UniCredit raises Commerzbank stake to 47.6% in takeover push
UniCredit ended the tender with 47.6% of Commerzbank, enough to pressure the board but not enough to settle the fight.

UniCredit said it had secured 47.6% of Commerzbank after the latest acceptance period, leaving Andrea Orcel with a stake large enough to shape the German lender’s direction but still short of outright control. The Italian bank said the tender brought in acceptances for 17.6% of Commerzbank, lifting its holding from the roughly 30% level it had reached earlier this year.
That position is the result of a year-long build-up. UniCredit first disclosed a 9% stake in September 2024 after Germany sold part of its crisis-era holding, then by March 2026 said it owned about 26% directly and another 4% through total-return swaps. It later launched a voluntary exchange offer designed to move above Germany’s 30% takeover threshold without immediately asking for control. UniCredit said that offer implied a value of about €30.8 per Commerzbank share, a 4% premium to the March 13 close.

The deal remains hemmed in by politics and regulation.
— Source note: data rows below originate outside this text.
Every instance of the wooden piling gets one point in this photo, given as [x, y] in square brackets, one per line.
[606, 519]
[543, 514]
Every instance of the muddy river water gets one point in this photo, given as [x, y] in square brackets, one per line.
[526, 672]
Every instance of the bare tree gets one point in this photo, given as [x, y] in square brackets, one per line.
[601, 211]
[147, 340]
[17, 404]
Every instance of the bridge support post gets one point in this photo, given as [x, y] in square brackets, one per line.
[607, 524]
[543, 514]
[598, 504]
Germany’s finance agency formally rejected the bid on June 16, 2026, citing a low price and an aggressive approach, while the German finance ministry renewed its criticism of UniCredit’s strategy. The state still holds about 12% of Commerzbank after the 2009 bailout, and in mid-June that holding was described as nearly 13%, giving Berlin a continuing veto-like presence in the debate over the bank’s future.
Governance is another obstacle. Commerzbank’s supervisory board has worker representatives on half its seats, Jens Weidmann chairs it, and the bailout agreement reserves two seats for the government. Even if UniCredit crosses 50%, winning a clean board takeover would remain difficult. UniCredit said the European Central Bank now expects to declare it in control of Commerzbank under German rules, a classification that can affect supervision, governance and capital demands.
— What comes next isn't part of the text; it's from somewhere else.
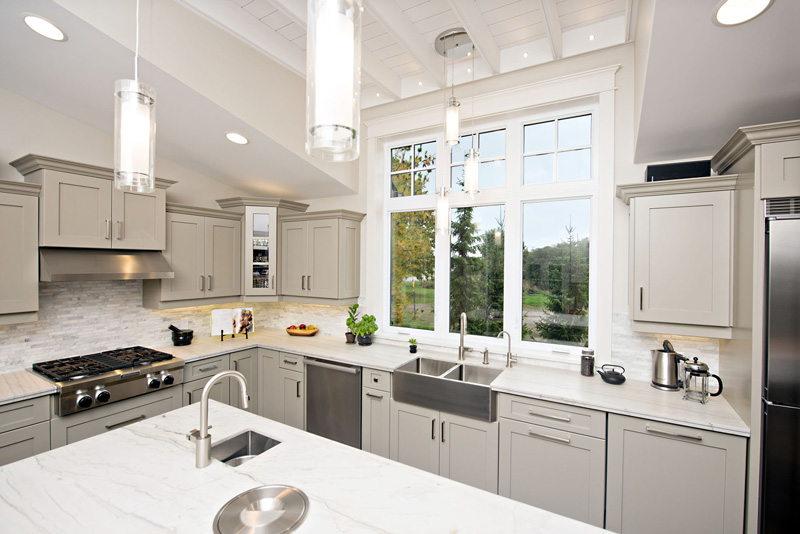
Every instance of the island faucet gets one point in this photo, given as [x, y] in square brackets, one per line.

The dispute has become a test case for European banking consolidation. Orcel has said he wants to raise Commerzbank’s profitability over a couple of years while keeping it separate from HVB rather than rushing into a full integration. Commerzbank has resisted, even as it said it remained open to constructive dialogue, and talks between Orcel and chief executive Bettina Orlopp have repeatedly stalled. Orlopp later urged shareholders not to accept the offer in a June 26 letter, while Commerzbank said the take-up from independent shareholders was weak and that less than 2% of shares were tendered by institutional and retail investors.

The political temperature has also risen outside the boardroom. Commerzbank employees protested at the bank’s annual meeting in May, and the works council filed a criminal complaint in June alleging market manipulation tied to UniCredit’s bid. If Orcel ultimately pushes beyond 50%, the transaction would rank as the biggest banking deal in Europe since the 2008-09 crisis, and the largest since ABN Amro in 2007.